We have recently reported a combination of metabolic sialoglycan engineering and bioorthogonal chemistry to generate high affinity ligands targeting Siglec receptors. By generating synthetic ligands on living cells, improved immune suppression by increased Siglec binding was achieved. Siglecs are transmembrane receptors bearing an extracellular N-terminal V-set Ig (IgV) domain responsible for the binding of sialic acid ligands. Siglecs bind sialic acids on opposing (trans) or on the same cell (cis) generally resulting in immune-suppressive signalling. Siglecs bind sialic acids in a monovalent manner with low affinity (0.1–3 mM). It has been shown that chemically modified sialic acids can improve Siglec binding affinity and selectivity and that such modifications can be introduced via the copper-catalyzed alkyne–azide cycloaddition (CuAAC). To enable the multivalent presentation of these synthetic sialic acids, they are often incorporated into liposome carriers or on polymer scaffolds. Since sialoglycan engineering allows for the incorporation of alkyne or azide sialic acids and the CuAAC reaction is bioorthogonal, we investigated their combination to chemically modify sialic acids on living cells to enhance their binding to Siglecs whilst maintaining their natural multivalent presentation on the cell surface (Fig. 4). To this end, alkyne or azide modified sialic acids were metabolically incorporated into living cells and reacted with over sixty different azides/alkynes using CuAAC. The obtained library of glycoengineered cells, was screened for binding to the human Siglec family and led to the identification of modifications that dramatically increased Siglec binding (>100 fold). Using structure-guided design, sialic acid modifications highly selective for Siglec-5/-14 were developed. Finally, functional analysis showed that glycoengineered cells programmed to bind Siglec-3 were able to dampen the activation of Siglec-3+ immune cell. These high affinity Siglec ligand expressing cells (HASLECs) were able to significantly decrease activation of the NF-κB and IRF pathways in monocyte reporter cells expressing Siglec-3, when stimulated with LPS or Pam3CSK4.46


image file: d2cc04275d-f4.tif
Fig. 4 Metabolic labeling of cell surface sialic acid residues to introduce high affinity Siglec ligands using bioorthogonal chemistry.

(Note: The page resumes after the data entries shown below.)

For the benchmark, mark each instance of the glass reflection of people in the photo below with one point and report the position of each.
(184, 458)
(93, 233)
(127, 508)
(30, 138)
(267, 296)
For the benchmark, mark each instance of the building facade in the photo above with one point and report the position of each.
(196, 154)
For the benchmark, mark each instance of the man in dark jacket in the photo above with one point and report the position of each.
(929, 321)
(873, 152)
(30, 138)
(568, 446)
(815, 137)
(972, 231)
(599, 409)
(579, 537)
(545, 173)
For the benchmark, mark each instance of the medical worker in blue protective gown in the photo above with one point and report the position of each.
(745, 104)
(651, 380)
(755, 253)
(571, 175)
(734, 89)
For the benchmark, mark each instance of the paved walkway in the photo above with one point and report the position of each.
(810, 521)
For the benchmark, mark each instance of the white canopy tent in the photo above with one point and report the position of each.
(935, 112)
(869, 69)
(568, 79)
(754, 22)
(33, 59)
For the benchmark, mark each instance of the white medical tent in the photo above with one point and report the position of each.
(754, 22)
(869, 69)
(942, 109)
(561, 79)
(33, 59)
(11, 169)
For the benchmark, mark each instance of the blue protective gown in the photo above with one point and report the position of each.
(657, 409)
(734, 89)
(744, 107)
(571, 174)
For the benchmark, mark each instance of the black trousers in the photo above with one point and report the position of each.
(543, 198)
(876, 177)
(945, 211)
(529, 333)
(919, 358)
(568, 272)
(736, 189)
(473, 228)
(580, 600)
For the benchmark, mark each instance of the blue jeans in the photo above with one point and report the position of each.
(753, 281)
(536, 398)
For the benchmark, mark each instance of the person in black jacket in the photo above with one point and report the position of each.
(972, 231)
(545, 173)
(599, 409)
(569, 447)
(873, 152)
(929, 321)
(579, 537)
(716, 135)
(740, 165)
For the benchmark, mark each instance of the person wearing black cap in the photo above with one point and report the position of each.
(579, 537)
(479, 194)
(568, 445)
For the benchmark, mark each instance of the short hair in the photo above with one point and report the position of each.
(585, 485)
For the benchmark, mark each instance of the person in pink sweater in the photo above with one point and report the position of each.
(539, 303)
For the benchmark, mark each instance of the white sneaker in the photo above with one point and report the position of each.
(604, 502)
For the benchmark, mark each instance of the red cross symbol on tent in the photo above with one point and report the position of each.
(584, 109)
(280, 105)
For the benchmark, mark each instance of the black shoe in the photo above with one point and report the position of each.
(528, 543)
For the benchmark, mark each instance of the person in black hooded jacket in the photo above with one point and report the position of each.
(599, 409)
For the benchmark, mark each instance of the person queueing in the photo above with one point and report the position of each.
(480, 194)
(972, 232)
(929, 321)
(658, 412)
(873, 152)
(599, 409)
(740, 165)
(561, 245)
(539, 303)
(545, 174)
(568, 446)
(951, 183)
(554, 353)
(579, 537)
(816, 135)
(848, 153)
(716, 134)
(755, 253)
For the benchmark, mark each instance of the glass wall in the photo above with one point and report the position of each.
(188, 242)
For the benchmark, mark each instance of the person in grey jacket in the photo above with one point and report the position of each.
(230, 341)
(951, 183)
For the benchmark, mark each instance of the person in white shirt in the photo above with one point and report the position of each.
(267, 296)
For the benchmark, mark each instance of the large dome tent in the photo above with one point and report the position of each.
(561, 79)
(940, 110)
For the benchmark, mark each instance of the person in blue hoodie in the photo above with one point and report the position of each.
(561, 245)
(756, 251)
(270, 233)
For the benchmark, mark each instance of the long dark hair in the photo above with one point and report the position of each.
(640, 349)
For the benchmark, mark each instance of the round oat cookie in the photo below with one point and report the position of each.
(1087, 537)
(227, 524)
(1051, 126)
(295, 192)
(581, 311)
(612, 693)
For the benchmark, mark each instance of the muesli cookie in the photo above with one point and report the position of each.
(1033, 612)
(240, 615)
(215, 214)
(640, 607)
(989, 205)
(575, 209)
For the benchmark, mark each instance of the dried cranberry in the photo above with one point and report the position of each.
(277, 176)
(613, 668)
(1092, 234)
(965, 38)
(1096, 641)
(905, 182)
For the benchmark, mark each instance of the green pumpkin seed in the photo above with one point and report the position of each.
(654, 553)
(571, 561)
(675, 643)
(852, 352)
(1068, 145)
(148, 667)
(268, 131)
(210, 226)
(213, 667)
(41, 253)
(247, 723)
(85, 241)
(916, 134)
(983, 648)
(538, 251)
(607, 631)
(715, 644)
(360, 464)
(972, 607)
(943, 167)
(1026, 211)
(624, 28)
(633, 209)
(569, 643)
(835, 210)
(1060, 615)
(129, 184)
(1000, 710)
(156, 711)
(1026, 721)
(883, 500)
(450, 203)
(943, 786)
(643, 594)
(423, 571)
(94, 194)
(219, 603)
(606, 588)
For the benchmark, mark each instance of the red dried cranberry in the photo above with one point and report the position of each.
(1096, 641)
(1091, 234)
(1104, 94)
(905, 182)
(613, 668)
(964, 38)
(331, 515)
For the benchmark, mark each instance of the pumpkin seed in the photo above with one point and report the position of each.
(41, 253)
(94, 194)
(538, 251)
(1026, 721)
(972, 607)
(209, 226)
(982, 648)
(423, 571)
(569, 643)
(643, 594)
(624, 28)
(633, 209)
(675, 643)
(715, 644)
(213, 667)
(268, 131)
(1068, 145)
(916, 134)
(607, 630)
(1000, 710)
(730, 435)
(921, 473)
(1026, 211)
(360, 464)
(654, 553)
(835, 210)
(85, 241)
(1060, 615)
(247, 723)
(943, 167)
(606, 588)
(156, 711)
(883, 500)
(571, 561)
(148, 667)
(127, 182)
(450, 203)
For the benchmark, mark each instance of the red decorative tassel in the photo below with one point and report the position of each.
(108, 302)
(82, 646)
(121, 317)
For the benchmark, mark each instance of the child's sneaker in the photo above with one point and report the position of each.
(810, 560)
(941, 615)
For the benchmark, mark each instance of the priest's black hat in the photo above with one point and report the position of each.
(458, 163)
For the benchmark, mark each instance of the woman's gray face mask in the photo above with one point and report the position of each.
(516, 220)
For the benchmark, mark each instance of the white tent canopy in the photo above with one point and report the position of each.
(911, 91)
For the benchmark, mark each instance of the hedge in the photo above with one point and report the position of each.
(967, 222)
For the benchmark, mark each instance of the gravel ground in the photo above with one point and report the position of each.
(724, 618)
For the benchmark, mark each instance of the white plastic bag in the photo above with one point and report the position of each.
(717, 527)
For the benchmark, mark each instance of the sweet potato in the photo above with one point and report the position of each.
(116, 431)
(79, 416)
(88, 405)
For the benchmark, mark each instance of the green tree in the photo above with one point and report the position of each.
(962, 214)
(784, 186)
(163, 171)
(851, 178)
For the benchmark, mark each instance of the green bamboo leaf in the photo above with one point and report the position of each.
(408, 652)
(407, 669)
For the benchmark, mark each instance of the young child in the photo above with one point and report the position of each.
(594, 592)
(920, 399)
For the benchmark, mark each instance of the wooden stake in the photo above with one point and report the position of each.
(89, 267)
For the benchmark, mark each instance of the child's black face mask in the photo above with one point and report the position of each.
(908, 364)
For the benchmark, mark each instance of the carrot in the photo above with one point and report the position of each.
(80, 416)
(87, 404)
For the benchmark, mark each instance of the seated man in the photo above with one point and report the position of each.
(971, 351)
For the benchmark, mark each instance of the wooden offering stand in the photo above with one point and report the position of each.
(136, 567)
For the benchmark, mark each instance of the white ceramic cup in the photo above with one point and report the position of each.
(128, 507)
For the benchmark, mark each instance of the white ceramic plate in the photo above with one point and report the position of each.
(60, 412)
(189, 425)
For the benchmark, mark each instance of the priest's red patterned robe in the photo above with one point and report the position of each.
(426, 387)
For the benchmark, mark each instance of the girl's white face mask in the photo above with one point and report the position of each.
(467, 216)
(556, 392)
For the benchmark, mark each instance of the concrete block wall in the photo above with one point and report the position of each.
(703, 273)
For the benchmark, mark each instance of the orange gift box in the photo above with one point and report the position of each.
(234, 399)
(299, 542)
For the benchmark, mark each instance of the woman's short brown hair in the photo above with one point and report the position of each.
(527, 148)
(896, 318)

A potential drawback of our approach is the lack of control of the sialoglycan linkage type (α2,3 α2,6 α2,8) which contributes to the recognition of Siglec receptors. This hurdle has recently been overcome by the use of selective exoenzymatic labelling (SEEL) to introduce Siglec ligands (Fig. 4). Briard and co-workers used Chinese hamster ovary (CHO) cells with defined glycan isoforms expression that were chemoenzymatically engineered with alkyne or azide 6-modified fucoses and C-5 modified sialic acids. Several ligands were then added using bioorthogonal chemistry and Siglec binding was determined using flow cytometry. Cells expressing the newly found Siglec-15 ligands were able to impair the differentiation of osteoprogenitor cells to osteoclasts.47

Metabolic labelling reagents and inhibitors to study and alter host-pathogen interactions

Like mammalian cells, the bacterial cellular envelope is also covered in a dense layer of glycoconjugates. Many of these bacterial surface glycans, like lipopolysaccharide (LPS), capsular polysaccharide (CPS) and some glycosylated bacterial membrane proteins have been identified as key virulence factors and drive processes promoting bacterial infection such as immune evasion or suppression, resistance to antibodies and antimicrobial compounds, improved motility and increased biofilm formation. Bacteria also use glycans to adapt to their host and are known to express host-like glycans acting as a molecular cloak to escape immune surveillance. Antibodies raised against these bacterial host-like glycans are known to cross react with host glycans leading to autoimmune diseases like the Guillian–Barré syndrome. The human host immune system has adapted to express receptors that enable the detection of bacterial glycoconjugates for immune surveillance. Conversely, bacteria have evolved to express proteins to adhere and digest host glycans. Viruses reproduce their viral capsids in host cells and are known to be heavily glycosylated. Glycosylation of the viral capsid plays an important role viral infections as they interfere with immune-recognition. A prominent example is the glycosylation of the receptor binding domain (RBD) of the SARS-CoV-2 spike protein. Dense RDB glycosylation was shown to shield the protein from antibody recognition with the RBD only revealed upon conformational change when interacting with the ACE2 receptor.48–50 Another high profile role of viral glycosylation is the expression of high-mannose structures on the pg120 protein of the human immunodeficiency virus (HIV) which can serve as an antigen targeted by PGT121 type neutralizing antibodies.51,52

To study glycans involved in the host pathogen interaction, it is important to understand the metabolic pathways leading to their biosynthesis. In humans, glycans are primarily composed of ten different monosaccharide building blocks which are biosynthesized through a complex metabolic network consisting of ∼40 enzymes and are the substrates for >170 glycosyltransferases enzymes. By comparison, bacteria express a much larger diversity of nucleotide sugars (∼70) and glycosyltranferases (>600) giving rise to an even more complex glycome. Furthermore, some bacteria express monosaccharide transporters to scavenge host derived monosaccharides (e.g. sialic acid) used as a carbon source or molecular mimicry purposes. By utilizing the differences in monosaccharide uptake and glycan biosynthesis between host and guest, the glycan mediated host pathogen interaction can be studied using metabolic labels and inhibitors.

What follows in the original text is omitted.